The freight strike in Chile continues to negatively impact the produce industry, with no end date in sight. As of Monday, the government and the various truckers' unions have not reached an agreement.

According to Iván Marambio, president of the Chilean Fruit Exporters Association (ASOEX), growers are considering stopping the harvests because cold storage plants are completely full. This would mean at least 200,000 people could lose their jobs. 

Marambio told FreshFruitPortal.com that the situation is serious, since the ports of Valparaíso and San Antonio, together with the container depot, are obstructed and therefore cannot operate. 

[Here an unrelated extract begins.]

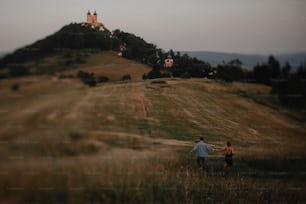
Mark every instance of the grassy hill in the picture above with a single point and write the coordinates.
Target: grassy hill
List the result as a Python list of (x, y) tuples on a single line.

"In the case of the cherry industry, harvests last a month. We are talking about exports for $2,000 and in terms of direct effects it reaches $500 million, without counting the people who live from this industry, which total between 200,000 and 300,000 thousand people.  Therefore, the overall loss for the industry per week is $500 million", says Marambio.

While the blockade continues, truckers from the Valparaíso Region have withdrawn from the strike, according to the executive. However, the situation remains dire.

The president of the National Federation of Fruit Producers (Fedefruta), Jorge Valenzuela, said that more than 8,000 containers are scheduled to be shipped this week. 

"There were already 1,700 containers that could not be loaded last week, 30 million kilos of cherries, which come from 2,500 hectares of mainly  small and medium producers," said Valenzuela.

Meanwhile, Juan Pablo Matte, general secretary of the National Society of Agriculture (SNA) stated that "the world of transportation has obvious relations with agriculture and the world of food, it is important to dialogue (...) We are at a critical moment of losing vegetables, fruits, markets and credibility at international level, in addition to losing the food security of our population".

ASOEX is working on concrete measures to bring fruit to the ports. They are promoting actions together with social organizations, exporters of all sizes, producers, farmers, operators and shipping lines and ports.